Racism is the virus that renders this pandemic so brutal
and deadly for our Sisters and Brothers of Color

As peacemakers, we frequently publicly oppose, and actively advocate for nonviolent alternatives to, war – particularly the wars fomented by our own nation against others.  All too rarely do we focus upon – or publicly speak about – the war raging among us, within us, and all across our own land: the longstanding and persistent war by whites, and white institutions, against People of Color. It is that war that continues to permeate our nation’s institutions. It is that war that afflicts and warps our relationships with each other. And it is that war that, in this time of coronavirus, will kill our Sisters and Brothers more cruelly and effectively than could any biological virus.

The real, lasting vaccine for the heightened plague besieging People of Color during this coronavirus pandemic cannot be found in any laboratory. It lies within the minds, hearts, and actions of white people.

13 thoughts on “Pandemic & privilege: U.S. policies and practices condemn our sisters and brothers to death by coronavirus

  1. Mary, Thank you for the in-depth analysis of personal and systemic exclusionary and systemic practices and policies that truly keep us from oneness with our sisters and brothers of People of Color. There is magnificence lost in diversity of God’s Creation if we do not break down these barriers of deprivation of their human rights.

  2. Thanks Mary for looking at the many discrepancies between us whites and our brothers and sisters who have more vibrant coloring.

    Virginia

  3. Thank you, Mary! Yes, it is urgent to unmask and dismantle what you clearly name: “racism as the virus that renders this pandemic so brutal and deadly for Sisters and Brothers of Color.” Seems we are in a Kairos moment, both to challenge institutions and those stoking race-based fear to maintain power, and also to reconstruct our world in new and transformative ways. Let us stir the moral imagination and take bold steps to further the building of the “beloved community!.”
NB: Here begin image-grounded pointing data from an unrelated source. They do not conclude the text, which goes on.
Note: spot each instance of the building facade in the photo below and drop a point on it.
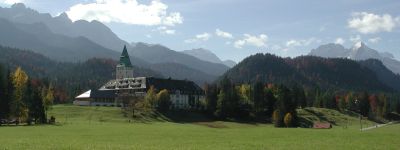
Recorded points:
(184, 94)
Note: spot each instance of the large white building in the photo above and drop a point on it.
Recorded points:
(184, 94)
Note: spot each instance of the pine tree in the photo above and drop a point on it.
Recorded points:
(4, 104)
(364, 105)
(48, 98)
(18, 107)
(288, 120)
(258, 98)
(150, 100)
(163, 100)
(211, 92)
(270, 99)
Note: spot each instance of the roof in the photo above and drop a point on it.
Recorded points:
(125, 83)
(173, 85)
(102, 94)
(124, 60)
(84, 95)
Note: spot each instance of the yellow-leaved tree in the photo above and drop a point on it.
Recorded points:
(48, 97)
(19, 109)
(150, 100)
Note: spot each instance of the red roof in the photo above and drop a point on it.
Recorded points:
(322, 125)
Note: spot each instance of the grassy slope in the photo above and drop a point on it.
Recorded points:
(105, 128)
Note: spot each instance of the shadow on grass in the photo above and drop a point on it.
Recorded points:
(320, 116)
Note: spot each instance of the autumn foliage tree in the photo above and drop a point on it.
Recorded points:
(163, 100)
(18, 107)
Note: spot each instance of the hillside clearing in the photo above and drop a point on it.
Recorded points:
(106, 128)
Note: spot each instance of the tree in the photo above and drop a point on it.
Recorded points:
(342, 103)
(4, 101)
(48, 98)
(270, 99)
(288, 120)
(163, 100)
(258, 99)
(18, 107)
(150, 100)
(364, 104)
(228, 99)
(211, 93)
(36, 107)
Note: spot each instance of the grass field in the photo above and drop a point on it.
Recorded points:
(105, 128)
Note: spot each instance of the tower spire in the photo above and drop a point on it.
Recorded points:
(124, 67)
(124, 59)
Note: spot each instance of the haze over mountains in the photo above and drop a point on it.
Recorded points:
(61, 39)
(311, 71)
(358, 52)
(207, 55)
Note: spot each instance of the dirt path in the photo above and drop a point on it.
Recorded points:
(377, 126)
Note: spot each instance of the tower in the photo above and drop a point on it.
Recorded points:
(124, 67)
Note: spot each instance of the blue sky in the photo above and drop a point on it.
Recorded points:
(234, 29)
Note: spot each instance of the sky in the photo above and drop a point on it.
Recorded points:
(235, 29)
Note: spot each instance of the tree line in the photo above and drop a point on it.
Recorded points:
(278, 103)
(22, 99)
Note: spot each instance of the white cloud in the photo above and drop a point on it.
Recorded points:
(199, 37)
(374, 40)
(223, 34)
(126, 11)
(293, 43)
(322, 28)
(340, 41)
(304, 42)
(355, 39)
(11, 2)
(367, 23)
(205, 36)
(169, 32)
(165, 30)
(257, 41)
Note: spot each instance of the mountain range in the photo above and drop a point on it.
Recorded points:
(60, 39)
(207, 55)
(359, 51)
(312, 71)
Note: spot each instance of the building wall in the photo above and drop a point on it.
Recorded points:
(124, 72)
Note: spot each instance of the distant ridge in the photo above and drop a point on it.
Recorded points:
(359, 51)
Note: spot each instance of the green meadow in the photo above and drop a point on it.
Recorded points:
(106, 128)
  4. Try replacing references to the “CoronaVirus” with the term “OxyContin” and see how it now reads! [Opioids @ 400,000 deaths with115 deaths daily].

  5. When Mary Yelenick clearly stated “we are not the same” it really hit home.
    Charles Blow also hit home in todays nyt
    I’m aware, I’m ashamed and I want to change things.

  6. Mary, this a superb analysis and really lays bare the vicious racial inequities of our culture of racism. While I have been able to work at home during the pandemic, both my sister and brother are considered “essential” employees — retail clerks — and I pray for their safety daily. I realize that many whites are considered essential employees as well, but disproportionately, these folks are people of color. Thank you for articulating such a terrible, terrible injustice.

  7. Much of the food we depend on would not be on our tables were it not for the continued work of People of Color, primarily Latina/o and immigrant laborers. How many of them can safely distance? or wash their hands with clean water? Or just stay home?

  8. Thanks very much Mary, for your article. Yes, we can be our brother and our sister’s keeper. During Holy Week, we see and hear and feel the fear and betrayal of those who Jesus thought were his friends. This is the week of abandonment, betrayal and and yes death. But we know that violence did not have the last word, that darkness did not win. Racism, Sexism, Anti semitism and Islamophobia never will win. MArtin Luther King, whose anniversary was Passion Saturday, April 4th, reminded us
    ” Darkness will not overcome darkness, only light can do that, hate will not conquer hate, only love can do that” As Fr. O’Brien, at Our Lady of Sorrows, in Jersey City, used to say, ” it is Friday, but Sunday is Coming, it is Resurrection time. This corona crucifixion will pass and early in the morning, there is an empty tomb because, ” He is Risen ” Alleluia and Amen !!

  9. Mary, your words are both truthful and challenging, thank you for both. That’s the vaccine we all have
    with us and is waiting to be used. Sr. Mary Ann Figlino, CSJ

  10. Thank You, Mary for going deeper and revealing what is the under story and so often not seen.